13. A computer readable medium on which is stored instructions, which when executed by a computer comprising one or more multicore processors, perform:
in an interactive user interface, displaying a test image and capturing user input of signal strength for image features within the test image;
presenting a user interface element that enables a user to adjust the signal strength for the image features while viewing the test image on a display device and input a JND signal strength that represents a just noticeable difference of image artifacts at image features;
outputting training data comprising image features and corresponding JND signal strength of the image features within test images;
training a neural-network with the training data to create a visibility model, the visibility model comprising a trained neural-network that predicts JND strength values from input images;
receiving an input image;
transforming the input image with the trained neural-network to produce predicted JND strength values from the input image;
producing a visibility mask from the predicted JND strength values, and
applying the visibility mask in an image editing process on the input image to control visibility of image editing operations on image features corresponding to JND signal strength at locations within the input image.

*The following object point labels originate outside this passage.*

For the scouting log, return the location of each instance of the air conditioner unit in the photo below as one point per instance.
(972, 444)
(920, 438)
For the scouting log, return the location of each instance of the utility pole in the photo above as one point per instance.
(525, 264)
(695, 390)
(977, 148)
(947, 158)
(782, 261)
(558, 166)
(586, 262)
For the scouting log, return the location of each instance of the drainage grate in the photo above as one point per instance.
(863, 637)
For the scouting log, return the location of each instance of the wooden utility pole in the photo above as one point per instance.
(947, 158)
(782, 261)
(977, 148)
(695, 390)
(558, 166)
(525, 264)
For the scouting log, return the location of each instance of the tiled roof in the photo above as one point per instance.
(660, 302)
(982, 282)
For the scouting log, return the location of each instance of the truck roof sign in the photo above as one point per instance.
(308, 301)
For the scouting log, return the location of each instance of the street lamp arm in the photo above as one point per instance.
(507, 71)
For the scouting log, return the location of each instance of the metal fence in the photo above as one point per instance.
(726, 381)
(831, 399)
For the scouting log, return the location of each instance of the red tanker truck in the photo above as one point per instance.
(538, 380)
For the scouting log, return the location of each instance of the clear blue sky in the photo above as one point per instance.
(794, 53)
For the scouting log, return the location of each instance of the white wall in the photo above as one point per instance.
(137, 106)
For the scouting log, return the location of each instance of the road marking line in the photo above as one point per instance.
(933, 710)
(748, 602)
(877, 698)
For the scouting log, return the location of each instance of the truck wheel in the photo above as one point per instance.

14. The computer readable medium of claim 13 on which is stored instructions, which executed by the computer, perform:
refining the visibility model:
applying a first mask to a watermark embedding operation to produce a watermarked image;
presenting the watermarked image to a user through an interactive interface to obtain updated JND signal strength for locations within the watermarked image, the interactive interface configured to enable the user to evaluate under or over predictions of strength values relative to a just noticeable difference; and
training the neural-network with the updated JND signal strength;
repeating said applying, presenting, and training for training images until the under or over predictions are within an acceptable range of just noticeable difference.
15. The computer readable medium of claim 13, wherein the image editing process comprises a digital watermark embedding operations in which the JND signal strength controls the visibility of a digital watermark at image features within the input image.
16. The computer readable medium of claim 13, wherein the training comprises performing a regression to minimize a difference between predicted strength values and JND strength values obtained by sampling user input through the interactive user interface.
17. The computer readable medium of claim 16, wherein the training comprises training a convolutional neural-network to predict JND strength at coordinates within a test image by:
transforming pixel values of the test image into features with feature extractor layers of the convolutional neural-network; and
transforming the features into strength values in fully-connected regressor layers of the convolutional neural-network.
18. The computer readable medium of claim 13, wherein the interactive user interface comprises an input device and the stored instructions comprise instructs, which executed by the computer, perform: receiving user input of selected locations in which a user has adjusted strength with the user interface element to input a signal strength of a digital watermark embedding operation, the signal strength corresponding to what the user perceives to be a just noticeable difference of the digital watermark embedding operation.